Always Replace the Front Tires First

Many people believe that if you're only buying two tires, then those new tires should go on the front wheels. After all, the front tires usually wear out first since they handle the steering and, on front-wheel drive vehicles, the acceleration. However, there's a very good reason why you'd want those new tires mounted on the rear wheels instead of the front.

Under wet road conditions, the pair of tires with the least amount of tread will begin to hydroplane sooner and with less water on the road surface. If the hydroplaning tires are on the front, it's much easier for you feel the skid and take measures to regain control of the vehicle. If those tires are at the rear, then not only are you less likely to notice the loss of grip until it's too late, but you're more likely to over-correct and lose control of your vehicle.

For this reason, the tires with the most tread always go on the rear wheels. Just about every tire manufacturer is in agreement with this piece of advice.

Your Tires are Safe as Long as They Have Tread

There's more to tire safety than just tread depth. The rubber can also deteriorate with age and use, leaving it less pliable and more prone to cracking. This happens often on vehicles that aren't driven a whole lot or parked in areas where the tires are constantly exposed to UV radiation from sunlight, which can also deteriorate the rubber.

If you see a lot of cracks in your tires, then they aren't safe as you thought. The general rule of thumb is to have your tires inspected by your mechanic after 5 years of use. After 10 years, your tires should be replaced regardless of how much tread remains.

It Only Takes a Few Kicks to Gauge Air Pressure

Ever see one of those old car dealership commercials where the prospective buyer kicks the tires? Many people believe that you can gauge your tire's air pressure simply by giving it a few good kicks. Too bad it doesn't work.

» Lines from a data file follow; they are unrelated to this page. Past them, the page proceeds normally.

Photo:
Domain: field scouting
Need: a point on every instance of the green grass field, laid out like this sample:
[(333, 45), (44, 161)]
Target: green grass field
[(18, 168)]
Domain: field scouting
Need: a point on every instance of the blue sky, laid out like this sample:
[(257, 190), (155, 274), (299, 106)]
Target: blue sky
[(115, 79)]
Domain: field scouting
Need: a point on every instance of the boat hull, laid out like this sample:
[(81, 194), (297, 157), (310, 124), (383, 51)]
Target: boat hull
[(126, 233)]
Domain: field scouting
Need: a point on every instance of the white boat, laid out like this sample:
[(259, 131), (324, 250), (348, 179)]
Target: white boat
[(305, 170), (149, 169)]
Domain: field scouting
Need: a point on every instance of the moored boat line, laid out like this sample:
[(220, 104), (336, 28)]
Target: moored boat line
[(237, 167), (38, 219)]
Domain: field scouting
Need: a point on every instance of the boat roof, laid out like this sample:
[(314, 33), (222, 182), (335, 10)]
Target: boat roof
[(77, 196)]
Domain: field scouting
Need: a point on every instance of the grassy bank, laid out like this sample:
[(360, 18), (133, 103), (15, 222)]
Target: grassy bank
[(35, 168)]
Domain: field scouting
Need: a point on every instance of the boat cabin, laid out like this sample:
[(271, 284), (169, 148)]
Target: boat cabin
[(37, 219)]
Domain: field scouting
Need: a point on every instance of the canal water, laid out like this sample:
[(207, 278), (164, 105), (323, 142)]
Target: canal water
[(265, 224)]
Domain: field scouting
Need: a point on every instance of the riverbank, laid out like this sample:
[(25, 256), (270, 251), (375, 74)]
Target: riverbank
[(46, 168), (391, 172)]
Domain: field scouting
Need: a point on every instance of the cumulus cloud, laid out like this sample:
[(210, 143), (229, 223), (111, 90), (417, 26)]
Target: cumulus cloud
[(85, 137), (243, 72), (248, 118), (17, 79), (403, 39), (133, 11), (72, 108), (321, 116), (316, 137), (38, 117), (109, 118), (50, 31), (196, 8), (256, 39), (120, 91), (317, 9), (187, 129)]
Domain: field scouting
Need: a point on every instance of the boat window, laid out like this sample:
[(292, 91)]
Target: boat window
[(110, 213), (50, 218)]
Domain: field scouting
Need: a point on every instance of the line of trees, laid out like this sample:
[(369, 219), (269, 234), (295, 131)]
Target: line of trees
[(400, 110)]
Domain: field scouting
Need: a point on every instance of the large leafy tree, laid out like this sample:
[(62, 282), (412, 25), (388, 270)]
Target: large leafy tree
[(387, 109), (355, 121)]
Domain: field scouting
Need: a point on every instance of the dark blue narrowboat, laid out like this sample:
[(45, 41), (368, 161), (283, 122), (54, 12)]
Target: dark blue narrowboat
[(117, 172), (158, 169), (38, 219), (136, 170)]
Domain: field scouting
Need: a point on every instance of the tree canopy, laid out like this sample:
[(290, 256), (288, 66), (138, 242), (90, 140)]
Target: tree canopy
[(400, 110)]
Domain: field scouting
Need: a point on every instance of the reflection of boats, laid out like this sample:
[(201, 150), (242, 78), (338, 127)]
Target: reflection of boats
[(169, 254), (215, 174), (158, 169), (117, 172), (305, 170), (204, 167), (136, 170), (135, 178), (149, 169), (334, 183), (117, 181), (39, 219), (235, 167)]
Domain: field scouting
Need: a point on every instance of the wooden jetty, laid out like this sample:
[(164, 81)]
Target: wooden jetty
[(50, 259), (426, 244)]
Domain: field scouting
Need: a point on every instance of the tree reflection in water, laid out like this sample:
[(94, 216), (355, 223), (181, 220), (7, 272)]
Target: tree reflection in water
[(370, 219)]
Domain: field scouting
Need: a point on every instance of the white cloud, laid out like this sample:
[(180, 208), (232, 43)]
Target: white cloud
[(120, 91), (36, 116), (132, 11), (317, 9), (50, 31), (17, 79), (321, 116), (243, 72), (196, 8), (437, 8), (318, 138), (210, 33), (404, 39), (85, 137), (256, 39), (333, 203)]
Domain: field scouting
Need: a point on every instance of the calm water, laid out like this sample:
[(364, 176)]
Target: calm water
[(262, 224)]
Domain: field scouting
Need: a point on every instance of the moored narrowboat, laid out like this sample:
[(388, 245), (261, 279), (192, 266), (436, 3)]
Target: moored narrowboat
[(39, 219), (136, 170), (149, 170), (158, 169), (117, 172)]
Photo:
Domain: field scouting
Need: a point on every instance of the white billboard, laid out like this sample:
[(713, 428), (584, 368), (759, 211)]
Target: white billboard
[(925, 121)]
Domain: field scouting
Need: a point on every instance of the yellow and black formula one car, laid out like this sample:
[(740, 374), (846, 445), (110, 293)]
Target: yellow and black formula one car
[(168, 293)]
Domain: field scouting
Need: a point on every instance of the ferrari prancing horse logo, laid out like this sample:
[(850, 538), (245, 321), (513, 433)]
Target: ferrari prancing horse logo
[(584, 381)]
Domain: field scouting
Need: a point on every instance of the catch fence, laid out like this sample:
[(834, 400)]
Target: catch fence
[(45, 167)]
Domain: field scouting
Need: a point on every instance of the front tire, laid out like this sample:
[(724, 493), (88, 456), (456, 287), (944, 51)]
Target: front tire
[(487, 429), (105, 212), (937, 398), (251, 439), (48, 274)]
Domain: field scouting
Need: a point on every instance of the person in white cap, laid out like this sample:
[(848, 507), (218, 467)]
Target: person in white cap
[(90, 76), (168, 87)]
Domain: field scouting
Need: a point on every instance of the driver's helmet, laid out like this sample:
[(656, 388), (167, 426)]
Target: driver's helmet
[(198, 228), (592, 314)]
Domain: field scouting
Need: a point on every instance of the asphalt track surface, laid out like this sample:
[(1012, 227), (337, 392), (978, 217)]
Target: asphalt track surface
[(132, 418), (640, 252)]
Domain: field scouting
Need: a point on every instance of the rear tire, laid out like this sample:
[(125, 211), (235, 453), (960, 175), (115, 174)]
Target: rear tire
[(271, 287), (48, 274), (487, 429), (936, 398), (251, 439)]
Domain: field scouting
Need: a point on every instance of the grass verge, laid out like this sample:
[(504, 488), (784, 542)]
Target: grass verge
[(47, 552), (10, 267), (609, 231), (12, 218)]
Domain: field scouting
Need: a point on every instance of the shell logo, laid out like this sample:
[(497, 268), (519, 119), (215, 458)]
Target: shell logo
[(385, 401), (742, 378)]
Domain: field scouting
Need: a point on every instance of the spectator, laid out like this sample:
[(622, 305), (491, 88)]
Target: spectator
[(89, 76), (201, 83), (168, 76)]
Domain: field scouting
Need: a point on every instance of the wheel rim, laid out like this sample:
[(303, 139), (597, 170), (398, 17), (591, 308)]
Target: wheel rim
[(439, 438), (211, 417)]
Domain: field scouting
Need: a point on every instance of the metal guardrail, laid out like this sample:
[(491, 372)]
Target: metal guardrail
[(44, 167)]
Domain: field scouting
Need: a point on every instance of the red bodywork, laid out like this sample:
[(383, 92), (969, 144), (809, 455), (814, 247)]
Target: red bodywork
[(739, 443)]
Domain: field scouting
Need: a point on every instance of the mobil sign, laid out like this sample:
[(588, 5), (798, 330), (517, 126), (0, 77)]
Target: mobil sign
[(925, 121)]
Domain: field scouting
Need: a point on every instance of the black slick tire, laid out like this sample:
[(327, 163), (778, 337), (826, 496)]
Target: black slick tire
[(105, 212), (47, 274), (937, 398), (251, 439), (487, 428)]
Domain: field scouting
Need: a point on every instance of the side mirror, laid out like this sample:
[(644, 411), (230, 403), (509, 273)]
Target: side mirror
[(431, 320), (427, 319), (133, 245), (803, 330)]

The best way - and the only way - you can accurately see how much air your tires need is by measuring them with a good air pressure gauge. Otherwise, you're just playing a guessing game by eyeballing or kicking your tires.

You Can Just Rely On Your TPMS

Nearly every new vehicle sold in the United States is equipped with a tire pressure monitoring system or TPMS for short. This system helps prevent blowouts and tread separation events by alerting you whenever your tires are underinflated by 25 percent or more.

While TPMS can keep your tires from going completely flat, it doesn't monitor exactly how much air you have in your tires. This means it won't tell you if your tires are underinflated until they reach that critical level. While you're not at risk of a blowout, you could lose in terms of fuel efficiency. According to the U.S. Department of Energy, under inflated tires can lower your fuel economy by 0.3 percent for every 1 psi drop in pressure.

It's always a good idea to periodically check your tires' air pressure with a reliable analog or digital air pressure gauge. If you need to add more air to your tires, you can always find the proper tire pressure for your vehicle by reading the sticker on the driver's side door jamb or the information within your owner's manual.

However, don't be tempted to completely ignore your TPMS. Doing so could cause serious damage to your tires over the long run.